Clarify with your sitter their procedures should there be an emergency also, most sitters will also update you along the way with photos and messages as to how they are settling in.

You know, to lessen the stress on your dog in its new environment, as sitters, we allow them to do the things that our dog is allowed to do. ie they are allowed on the couch (if we invite them) and, in fact, if they fancy, they can sleep there all night. Our philosophy is - the owners are on holidays and relaxing, why not the dog too? Of course, if specifically asked not to, we won't let them :) So, you need to be specific on what you allow.

Many people think - oh they won't love my pooch enough and he/she will miss me. Well, from experience, we loved on them lots. Sure, some become more favourite than others but we always love on them.

In my experience, having your dog sat either in the sitters home or in your own home, is a MUCH less unsettling experience for them than sending them to kennels where they are more of a number than a member. However, formal kennels often offer peace of mind. Secure premises is the main factor.


Then there is the idea of getting a house sitter where your dog will be in their home environment.
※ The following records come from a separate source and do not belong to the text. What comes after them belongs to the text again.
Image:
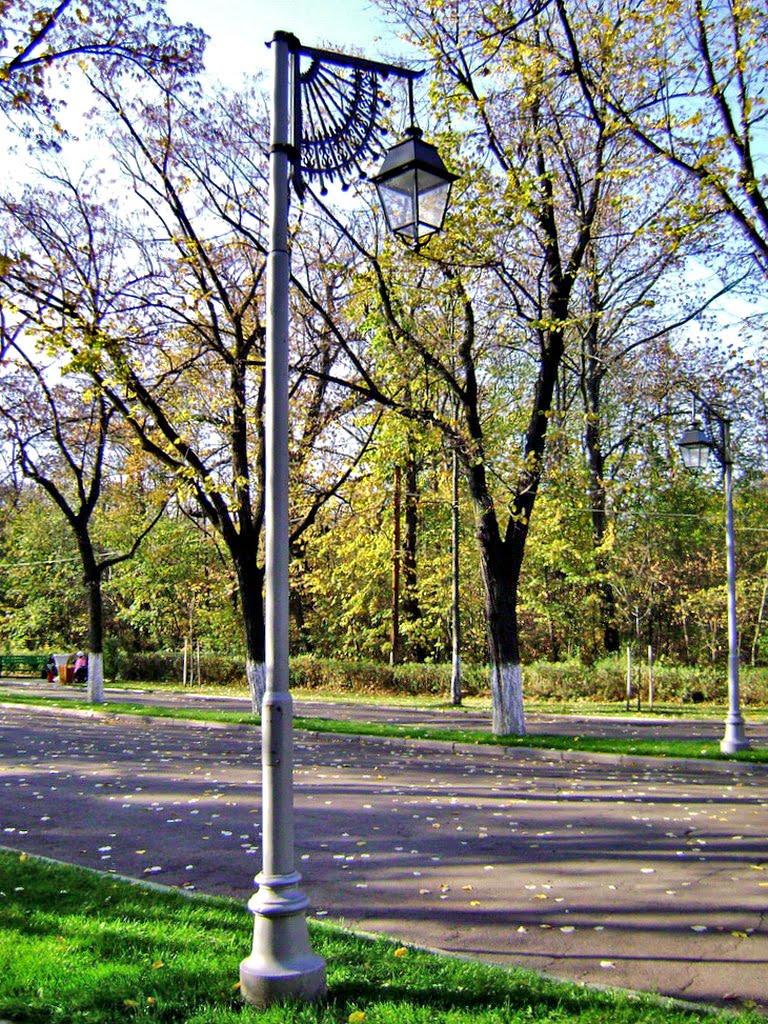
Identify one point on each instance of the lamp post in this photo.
(695, 445)
(326, 121)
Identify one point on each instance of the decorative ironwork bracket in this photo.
(338, 119)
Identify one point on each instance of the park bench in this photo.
(14, 665)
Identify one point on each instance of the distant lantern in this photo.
(414, 187)
(694, 446)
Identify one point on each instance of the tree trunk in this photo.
(500, 579)
(251, 587)
(410, 607)
(456, 619)
(95, 691)
(394, 649)
(595, 371)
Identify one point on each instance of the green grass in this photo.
(80, 947)
(638, 748)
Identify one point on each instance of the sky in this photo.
(241, 29)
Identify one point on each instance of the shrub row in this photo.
(564, 681)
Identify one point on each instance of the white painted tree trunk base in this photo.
(506, 696)
(95, 690)
(256, 675)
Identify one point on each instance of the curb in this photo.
(731, 768)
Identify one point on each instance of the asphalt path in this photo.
(622, 725)
(650, 876)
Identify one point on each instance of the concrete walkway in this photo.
(650, 876)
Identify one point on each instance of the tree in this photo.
(64, 442)
(162, 307)
(121, 37)
(697, 105)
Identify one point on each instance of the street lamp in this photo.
(414, 187)
(326, 121)
(695, 445)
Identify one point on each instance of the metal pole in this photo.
(281, 965)
(734, 738)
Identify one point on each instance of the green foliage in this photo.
(86, 947)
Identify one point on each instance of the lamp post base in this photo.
(734, 738)
(282, 966)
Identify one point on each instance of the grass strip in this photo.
(81, 947)
(690, 749)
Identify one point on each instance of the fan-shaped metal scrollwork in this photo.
(338, 115)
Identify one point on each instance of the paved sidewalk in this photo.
(651, 876)
(622, 725)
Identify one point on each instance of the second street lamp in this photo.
(326, 122)
(695, 445)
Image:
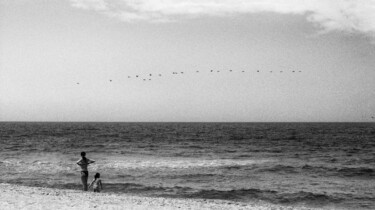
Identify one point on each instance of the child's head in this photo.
(97, 175)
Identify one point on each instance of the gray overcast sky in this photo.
(48, 46)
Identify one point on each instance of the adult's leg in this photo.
(84, 177)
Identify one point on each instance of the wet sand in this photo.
(22, 197)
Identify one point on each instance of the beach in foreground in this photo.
(22, 197)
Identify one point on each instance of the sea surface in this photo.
(324, 165)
This is another terrific option, yet it presents itself with more questions to ask.


Confident – animals respond well to upbeat and happy personality.
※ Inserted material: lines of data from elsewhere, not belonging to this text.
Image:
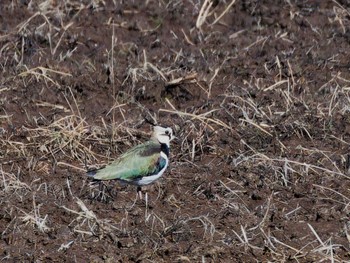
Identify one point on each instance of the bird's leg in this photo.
(139, 192)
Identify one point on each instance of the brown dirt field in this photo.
(259, 99)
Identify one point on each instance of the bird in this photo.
(141, 165)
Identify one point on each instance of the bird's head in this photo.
(163, 135)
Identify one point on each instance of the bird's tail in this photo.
(91, 174)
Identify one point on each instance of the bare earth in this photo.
(258, 96)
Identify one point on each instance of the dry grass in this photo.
(260, 168)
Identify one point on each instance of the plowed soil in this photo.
(257, 93)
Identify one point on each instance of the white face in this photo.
(163, 135)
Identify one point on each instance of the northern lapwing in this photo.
(142, 164)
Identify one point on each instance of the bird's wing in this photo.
(142, 160)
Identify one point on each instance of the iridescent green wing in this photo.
(140, 161)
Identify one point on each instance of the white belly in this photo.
(150, 179)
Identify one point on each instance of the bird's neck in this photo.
(165, 149)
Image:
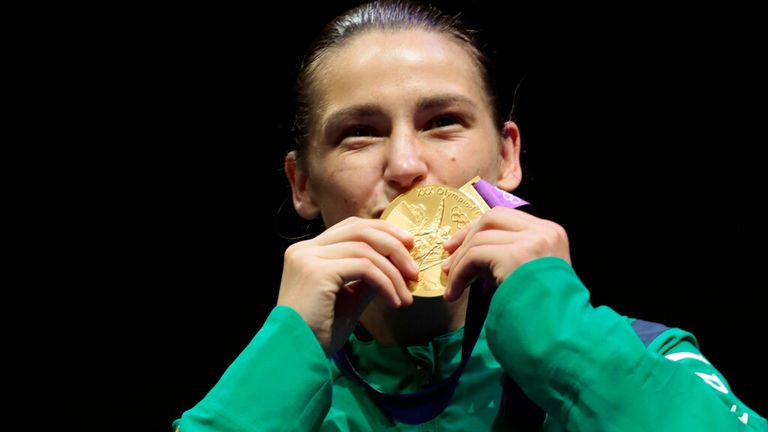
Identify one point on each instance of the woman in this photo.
(394, 96)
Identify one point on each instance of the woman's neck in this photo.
(417, 324)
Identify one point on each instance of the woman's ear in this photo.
(299, 179)
(510, 172)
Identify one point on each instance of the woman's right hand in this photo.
(330, 279)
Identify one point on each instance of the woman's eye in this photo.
(358, 131)
(443, 121)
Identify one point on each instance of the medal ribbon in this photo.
(424, 405)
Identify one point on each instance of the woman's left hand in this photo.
(497, 243)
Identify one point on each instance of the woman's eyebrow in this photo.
(444, 100)
(352, 112)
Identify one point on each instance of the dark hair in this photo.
(378, 15)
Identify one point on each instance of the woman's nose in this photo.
(406, 166)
Flexible – pet sitters, need to be reasonably flexible

Responsible – looking after other people’s pets and home requires someone who will be responsible for their actions.
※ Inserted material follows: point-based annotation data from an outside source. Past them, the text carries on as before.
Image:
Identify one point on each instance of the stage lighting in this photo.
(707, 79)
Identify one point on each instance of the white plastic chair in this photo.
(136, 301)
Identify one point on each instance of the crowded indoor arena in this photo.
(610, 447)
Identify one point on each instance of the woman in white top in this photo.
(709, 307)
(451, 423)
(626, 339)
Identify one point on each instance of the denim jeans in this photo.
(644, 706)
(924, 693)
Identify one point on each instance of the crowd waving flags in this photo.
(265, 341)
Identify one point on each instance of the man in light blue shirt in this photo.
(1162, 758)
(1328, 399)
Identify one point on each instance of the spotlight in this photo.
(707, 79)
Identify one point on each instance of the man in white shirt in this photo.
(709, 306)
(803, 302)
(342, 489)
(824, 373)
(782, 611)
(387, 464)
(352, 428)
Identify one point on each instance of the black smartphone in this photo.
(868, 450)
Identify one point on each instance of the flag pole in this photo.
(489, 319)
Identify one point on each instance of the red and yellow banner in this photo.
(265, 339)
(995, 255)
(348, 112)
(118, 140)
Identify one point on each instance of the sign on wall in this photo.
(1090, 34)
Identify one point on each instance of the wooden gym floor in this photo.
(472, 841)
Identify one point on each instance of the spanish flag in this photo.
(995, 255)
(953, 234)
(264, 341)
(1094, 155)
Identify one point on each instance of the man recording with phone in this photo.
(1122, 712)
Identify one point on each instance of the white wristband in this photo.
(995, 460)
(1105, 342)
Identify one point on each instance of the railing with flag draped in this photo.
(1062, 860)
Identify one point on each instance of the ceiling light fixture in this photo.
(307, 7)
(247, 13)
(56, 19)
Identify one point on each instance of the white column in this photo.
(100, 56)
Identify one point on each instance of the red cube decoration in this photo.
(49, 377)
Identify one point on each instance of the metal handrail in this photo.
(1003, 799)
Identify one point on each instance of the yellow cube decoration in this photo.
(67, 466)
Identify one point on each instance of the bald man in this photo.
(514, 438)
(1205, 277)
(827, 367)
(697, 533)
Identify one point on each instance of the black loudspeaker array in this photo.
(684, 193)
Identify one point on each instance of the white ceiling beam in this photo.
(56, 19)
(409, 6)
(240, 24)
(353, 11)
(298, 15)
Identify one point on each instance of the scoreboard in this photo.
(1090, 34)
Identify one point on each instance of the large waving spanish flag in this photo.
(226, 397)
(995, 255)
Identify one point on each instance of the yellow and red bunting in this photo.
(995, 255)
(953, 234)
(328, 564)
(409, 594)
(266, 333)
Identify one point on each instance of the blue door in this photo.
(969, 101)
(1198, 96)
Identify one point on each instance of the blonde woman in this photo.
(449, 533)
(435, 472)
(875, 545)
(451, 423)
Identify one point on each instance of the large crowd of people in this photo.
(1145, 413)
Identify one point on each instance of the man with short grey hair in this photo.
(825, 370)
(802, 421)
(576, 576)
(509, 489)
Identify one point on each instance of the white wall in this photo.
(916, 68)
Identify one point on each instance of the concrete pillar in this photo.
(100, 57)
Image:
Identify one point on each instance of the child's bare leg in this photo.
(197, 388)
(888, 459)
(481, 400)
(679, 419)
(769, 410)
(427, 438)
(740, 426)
Sensitive – as pets cannot talk, pet sitters need to be acutely aware of the pets trying to communicate.


What experience do you have?

Do you have references?

How long will you leave my dog alone by themselves?

Are you intending on having people over? If so, who?

(make sure the sitter knows how you feel about this and outline your acceptable parameters)

Do you know how to look after the garden? Other animals etc in the home?


When you’re writing the routine, it needs to be very similar to what you do with your pet daily. For pets, having their owner missing can be very stressful, and they’ll rely on their daily routine for normalcy. If this routine changes too much, it can increase their stress levels. For example, if you walk your dog in the morning, but the routine you write asks for twice-daily walks, your pet may become confused and stressed.

The instructions you write are different to the pet’s routine. Instructions can cover:

  • How, what and when to feed your pets

  • Where to buy food if required - talk about reimbursement options if this is needed

  • Grooming instructions

  • Training tips, including a list of commands

  • Walking routes

  • Who to call in emergencies? Have a list of these contacts on the fridge.

  • What medications are required and make sure the sitter knows how to administer

  • Any behavioural issues they may have

  • Where your pets sleep

The more details you write for your pet sitter, the easier their time and the happier your pets will be while you’re away.

Specific feeding instructions are essential as some pets will not eat unless prepared in a certain way.


Whenever you’re leaving your pets with other people, you need to be sure there is enough food.

If you regularly have pet food delivered to your home, ensure your pet sitter knows what days to expect delivery and who to call if it does not arrive. It may be best to put in an extra order, so your pets have enough for your entire trip.

If you have cats and they use a litter box, you’ll need to ensure that you have enough supplies of this and their food. Same goes for any other types of animals that live in your home. Guinea pigs, fish, birds etc.

Make sure you have enough poop bags on hand, so your pet sitter doesn’t need to buy any. In most councils, poop bags must be carried (and used) while walking dogs. Make a note in your instructions for where poop bags can be disposed of (compost, household rubbish bin, etc.).

Remember to give your sitter your WIFI details too. Leave instructions on how to work electronics etc. Have a pool? Remind them of safety around that and any other important issues.

The great thing about a house sitter is that your home is occupied and therefore this offers extra security.